The station must be a cheerleader. Do you actively, frequently tell the listeners that you play the best music? You must! Communicating your overt benefit is not an option.
Don't forget, you (should) spend a lot of time, energy and money doing the research and scheduling. Not to mention, most of you have devoted many years of your life trying to become really good at just this sort of thing. So tell the listeners what you're doing that you are rightly proud of. Or, if you think they already know, REMIND THE LISTENERS.
Music montages of upcoming great music, promos, liners, sweepers, jingles... you must have all of these going, and they need to have passion and energy.

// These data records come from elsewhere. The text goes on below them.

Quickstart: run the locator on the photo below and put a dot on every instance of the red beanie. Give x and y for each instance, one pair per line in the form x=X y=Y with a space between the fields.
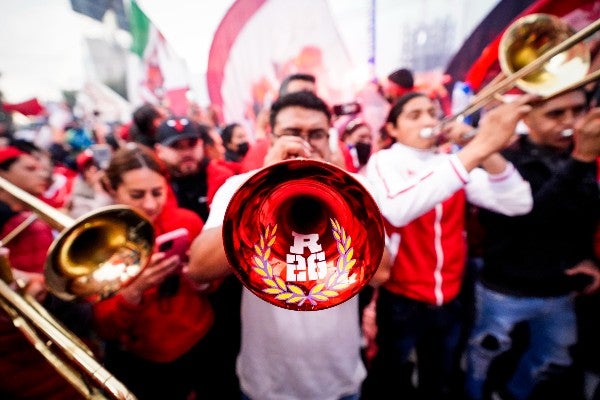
x=8 y=153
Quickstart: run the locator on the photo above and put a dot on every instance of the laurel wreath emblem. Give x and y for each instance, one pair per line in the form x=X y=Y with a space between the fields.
x=293 y=294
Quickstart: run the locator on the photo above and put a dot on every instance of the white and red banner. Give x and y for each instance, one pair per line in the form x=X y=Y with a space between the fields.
x=259 y=42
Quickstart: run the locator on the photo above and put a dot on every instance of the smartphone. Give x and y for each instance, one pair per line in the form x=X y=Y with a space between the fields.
x=346 y=109
x=102 y=154
x=174 y=242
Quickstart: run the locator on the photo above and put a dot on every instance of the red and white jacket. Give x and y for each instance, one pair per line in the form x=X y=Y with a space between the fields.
x=422 y=196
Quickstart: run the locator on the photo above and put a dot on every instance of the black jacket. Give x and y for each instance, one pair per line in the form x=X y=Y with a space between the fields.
x=527 y=255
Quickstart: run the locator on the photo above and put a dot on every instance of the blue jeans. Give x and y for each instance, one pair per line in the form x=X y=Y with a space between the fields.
x=433 y=332
x=553 y=330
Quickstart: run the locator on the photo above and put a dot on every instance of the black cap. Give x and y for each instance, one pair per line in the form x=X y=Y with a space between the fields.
x=402 y=77
x=175 y=129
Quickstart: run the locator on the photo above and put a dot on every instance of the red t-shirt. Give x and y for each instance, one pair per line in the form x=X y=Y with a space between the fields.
x=159 y=329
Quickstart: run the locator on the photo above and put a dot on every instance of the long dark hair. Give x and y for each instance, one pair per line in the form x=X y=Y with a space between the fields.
x=130 y=157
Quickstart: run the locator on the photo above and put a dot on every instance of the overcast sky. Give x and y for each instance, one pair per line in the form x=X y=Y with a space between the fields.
x=42 y=49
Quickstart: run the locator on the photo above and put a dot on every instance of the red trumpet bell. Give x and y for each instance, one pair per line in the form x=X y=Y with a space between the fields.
x=303 y=235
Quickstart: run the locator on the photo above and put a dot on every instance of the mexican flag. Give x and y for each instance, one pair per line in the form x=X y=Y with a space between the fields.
x=157 y=74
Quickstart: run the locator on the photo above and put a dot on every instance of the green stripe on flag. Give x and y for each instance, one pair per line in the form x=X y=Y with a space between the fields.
x=140 y=27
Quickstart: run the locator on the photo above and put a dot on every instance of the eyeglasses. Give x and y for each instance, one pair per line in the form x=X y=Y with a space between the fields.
x=314 y=134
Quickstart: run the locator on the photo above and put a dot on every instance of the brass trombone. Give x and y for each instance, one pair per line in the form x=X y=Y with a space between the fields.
x=92 y=258
x=540 y=54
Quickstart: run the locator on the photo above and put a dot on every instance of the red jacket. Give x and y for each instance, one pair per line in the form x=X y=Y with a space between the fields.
x=28 y=250
x=159 y=329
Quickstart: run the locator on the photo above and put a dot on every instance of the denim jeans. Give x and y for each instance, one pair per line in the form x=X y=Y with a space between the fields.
x=405 y=326
x=553 y=330
x=347 y=397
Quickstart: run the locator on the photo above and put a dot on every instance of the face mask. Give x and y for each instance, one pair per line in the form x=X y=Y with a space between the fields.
x=363 y=152
x=242 y=149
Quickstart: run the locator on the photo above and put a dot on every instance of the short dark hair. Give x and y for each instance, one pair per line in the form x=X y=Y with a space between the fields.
x=302 y=99
x=295 y=77
x=227 y=132
x=399 y=105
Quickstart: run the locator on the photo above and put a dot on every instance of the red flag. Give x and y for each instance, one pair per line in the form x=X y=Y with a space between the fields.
x=259 y=42
x=578 y=13
x=29 y=107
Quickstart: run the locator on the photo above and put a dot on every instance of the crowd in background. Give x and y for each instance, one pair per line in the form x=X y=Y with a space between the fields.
x=473 y=301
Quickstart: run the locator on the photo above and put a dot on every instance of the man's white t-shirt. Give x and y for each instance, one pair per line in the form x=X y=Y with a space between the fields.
x=293 y=355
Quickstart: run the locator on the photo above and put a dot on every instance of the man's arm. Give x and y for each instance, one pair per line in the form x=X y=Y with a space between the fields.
x=495 y=131
x=207 y=256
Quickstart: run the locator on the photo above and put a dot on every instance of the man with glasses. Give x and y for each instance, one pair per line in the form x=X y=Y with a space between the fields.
x=285 y=353
x=194 y=177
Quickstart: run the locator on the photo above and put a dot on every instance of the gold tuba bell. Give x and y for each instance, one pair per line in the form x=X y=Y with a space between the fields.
x=92 y=258
x=303 y=235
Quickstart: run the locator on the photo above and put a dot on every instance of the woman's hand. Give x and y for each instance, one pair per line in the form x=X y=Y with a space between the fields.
x=157 y=270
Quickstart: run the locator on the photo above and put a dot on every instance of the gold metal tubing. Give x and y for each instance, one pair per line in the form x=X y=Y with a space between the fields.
x=486 y=94
x=27 y=318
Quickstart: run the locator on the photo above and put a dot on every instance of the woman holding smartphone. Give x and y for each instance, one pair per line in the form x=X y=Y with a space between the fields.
x=156 y=328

That doesn't mean you scream at the listeners if you program a station for adults. That kind of energy is the kind of energy that has meaning to a 17 year old Metallica fan. So think about what an adult in your target age group who is passionate about something sounds like when she's talking to her best friend. What words does she use? Duplicate that passion. Fake it. Hey, this is an acting job.
And how hard can it be when you're building prerecorded elements? You can go back and do it over and over until you can hear the commitment, the excitement, the credibility just jump out of the speaker (and if it is all an acting job, great. Somebody earned their pay).
If you target women, use a lot of women in your promos, liners and sweepers. Capture passion and excitement the way they express it.
And by the way, this applies to your news and other programming elements as much or more than it does to the music.
You do a lot of things on your station, right? And that means that there is a lot of opportunity to be excellent, and to be excited about it.